Ela também disse que se não houver uma atenção maior à saúde dos indígenas, a cultura pode desaparecer. “Queremos atendimento básico, agentes de saúde que possam visitar as comunidades indígenas. Imagina, hoje, no século 21, nós termos essas mortes dos povos indígenas, nossa cultura vai morrer. É preciso que o poder público tenha visibilidade com o cidadão amazonense, mas prioridades com os povos indígenas. Já tivemos etnias extintas aqui em Manaus. Tem muitos parentes até sofrendo depressão e cometendo suicídio!”, relata Kamila Mura.

Outro relato feito pela indígena é quanto o preconceito com os índios, principalmente nos atendimentos em locais de serviços públicos. “Os povos indígenas precisam de saúde e também combater o preconceito ao chegar nos prontos-socorros e , infelizmente, não tem quem atenda especificamente o índio. Já imaginou um indígena que não fala português e chega, por exemplo, no João Lúcio? Não tem ninguém por ele, então deixa ele aí!”, disse ela sobre seus parentes sofrerem preconceitos no atendimento público.

A sede do Iapoam funciona na rua Saldanha Marinho, no Centro de Manaus, no prédio da Antiga Escola Saldanha Marinho, com atendimentos nas áreas da dança, música, grafismo, comidas e artesanato indígena, além de atendimentos específicos aos povos indígenas.

Equipe de saúde indígena das etnias Mura, Satere Mawe e Kokama - Foto: Kamila Mura

Equipe de saúde indígena das etnias Mura, Satere Mawe e Kokama – Foto: Kamila Mura

Já a indígena Elenir Tikuna sofreu na “pele” a doença provocada pelo coronavírus. Ela foi infectada e diz que até hoje sofre com as sequelas da doença. Elenir  contou que é difícil ser índio na cidade de Manaus, e a situação piora ao contrair a covid-19.

“Para mim, foi muito difícil, pois quando você chega na cidade não tem assistência, mesmo que a lei determine uma saúde diferenciada, quando você chega aqui, você não é mais índio [..] quando a gente busca os órgãos de saúde indígena eles dizem que não temos mais direitos”, comentou ela.

Elenir Tikuna disse, ainda, que na sua comunidade houve morte de um índio e os moradores é quem retiraram o corpo de dentro da comunidade. Ela também criticou o atendimento diferenciado dado aos venezuelanos, que segundo ela, os índios não têm a mesma prioridade.

“Teve um senhor que morreu de covid-19 e nós chamamos os órgãos e eles não vieram. A comunidade teve que fazer uma “cotinha” para tirar ele de lá. Mas você vê os venezuelanos, eles vêm da Venezuela e continuam sendo venezuelanos. Eles têm uma recepção rápida para tirar um documento e ser encaminhado para médico, mas o índio não, o índio deixa de ser índio quando chega em Manaus”, criticou a indígena.

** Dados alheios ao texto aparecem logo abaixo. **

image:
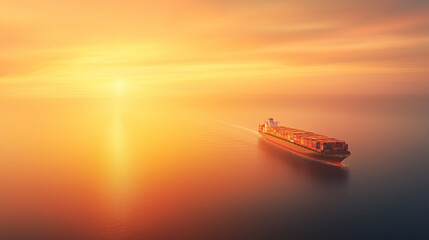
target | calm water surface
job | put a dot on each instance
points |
(133, 169)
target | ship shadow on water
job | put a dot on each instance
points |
(315, 171)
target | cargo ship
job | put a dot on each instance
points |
(305, 143)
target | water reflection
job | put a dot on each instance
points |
(316, 172)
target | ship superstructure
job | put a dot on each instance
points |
(303, 142)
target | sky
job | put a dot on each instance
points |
(198, 48)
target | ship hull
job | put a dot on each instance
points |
(328, 157)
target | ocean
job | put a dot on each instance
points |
(138, 168)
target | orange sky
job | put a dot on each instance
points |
(185, 48)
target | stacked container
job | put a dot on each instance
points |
(306, 139)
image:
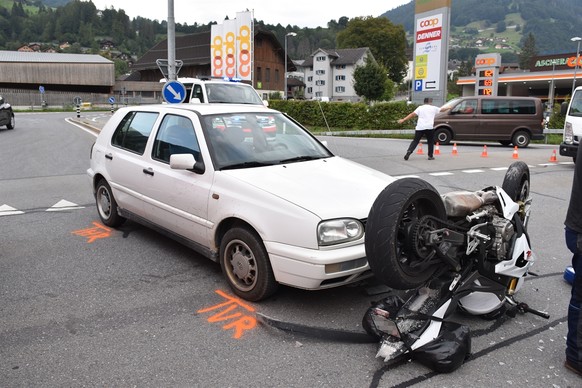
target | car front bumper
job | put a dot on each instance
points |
(312, 269)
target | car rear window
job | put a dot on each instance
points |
(133, 131)
(517, 107)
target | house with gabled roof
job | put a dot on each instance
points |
(329, 74)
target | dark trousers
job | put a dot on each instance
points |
(418, 134)
(574, 337)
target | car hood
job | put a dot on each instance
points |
(329, 188)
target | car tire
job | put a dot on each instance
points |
(107, 205)
(395, 254)
(521, 139)
(516, 183)
(12, 123)
(443, 136)
(245, 264)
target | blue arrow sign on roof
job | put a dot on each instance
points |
(174, 92)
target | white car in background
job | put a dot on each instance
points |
(243, 185)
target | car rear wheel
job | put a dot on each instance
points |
(107, 206)
(245, 264)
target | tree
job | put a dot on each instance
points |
(386, 41)
(528, 52)
(370, 80)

Elenir disse que não só ela se sente abandonada, na questão da saúde, mas todas as comunidades indígenas instaladas em Manaus, principalmente na pandemia.

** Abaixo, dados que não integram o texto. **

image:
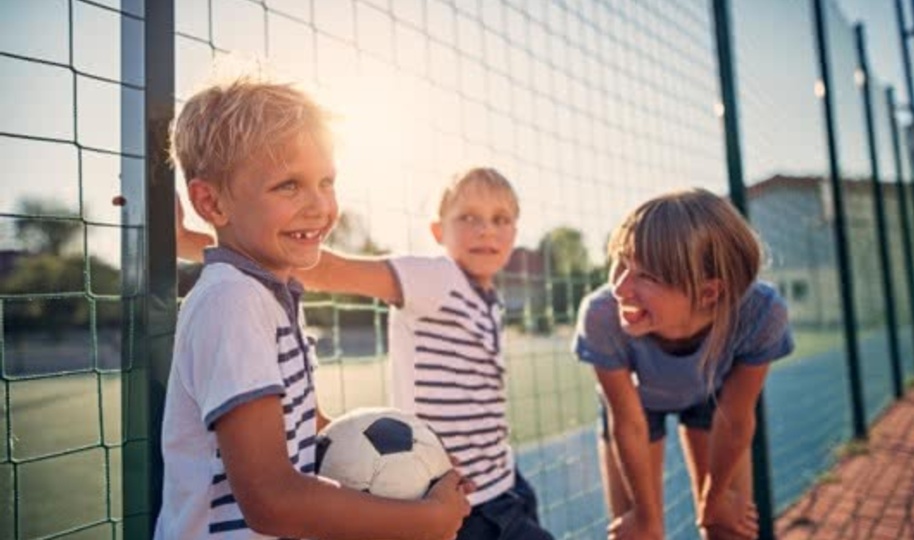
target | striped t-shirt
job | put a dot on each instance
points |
(238, 339)
(447, 367)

“Nas aldeias não tem trabalho, então a gente vem para Manaus e, na covid, ficou mais complicado ainda, porque não há como trabalhar, não tem assistência e não é só com a minha etnia, são com todas as outras. Quando a gente chega na UPA ou na Casinha da Saúde, o que ouvimos é que não fazemos parte da área de atendimento deles. Então, fica difícil com essa covid, foi horrível para a gente!”, relatou Elenir.

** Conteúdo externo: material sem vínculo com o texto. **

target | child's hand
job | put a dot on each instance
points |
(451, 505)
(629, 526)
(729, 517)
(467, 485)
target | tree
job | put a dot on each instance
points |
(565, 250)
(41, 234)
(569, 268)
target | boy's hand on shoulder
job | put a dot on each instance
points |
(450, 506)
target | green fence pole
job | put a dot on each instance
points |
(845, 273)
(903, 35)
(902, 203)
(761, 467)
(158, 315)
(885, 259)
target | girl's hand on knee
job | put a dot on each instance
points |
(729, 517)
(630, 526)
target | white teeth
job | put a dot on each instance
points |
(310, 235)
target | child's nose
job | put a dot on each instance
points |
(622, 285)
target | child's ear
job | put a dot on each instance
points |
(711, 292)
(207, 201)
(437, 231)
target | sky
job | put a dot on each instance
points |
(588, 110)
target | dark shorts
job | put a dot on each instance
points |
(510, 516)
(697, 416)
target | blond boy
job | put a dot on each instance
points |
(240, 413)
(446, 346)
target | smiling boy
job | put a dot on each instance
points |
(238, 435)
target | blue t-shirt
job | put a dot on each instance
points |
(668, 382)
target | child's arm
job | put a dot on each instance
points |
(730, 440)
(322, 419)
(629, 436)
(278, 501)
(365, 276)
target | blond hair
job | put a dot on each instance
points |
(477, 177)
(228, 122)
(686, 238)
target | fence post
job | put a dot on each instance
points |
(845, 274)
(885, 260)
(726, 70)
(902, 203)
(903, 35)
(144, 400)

Indígena em tratamento da covid-19 - Foto: Arquivo Pessoal / Kamila

Indígena em tratamento da covid-19 – Foto: Arquivo Pessoal / Kamila

O Portal Amazonas1 entrou em contato com o Distrito Sanitário Especial Indígena de Manaus (DSEI), a fim de verificar quais são os atendimentos disponibilizados aos indígenas e sobre a denúncia de falta de assistência na pandemia, pelo telefone (92-3625-5578), disponibilizado na Fanpage do órgão, mas não obteve êxito. O espaço fica aberto para quaisquer esclarecimentos futuros.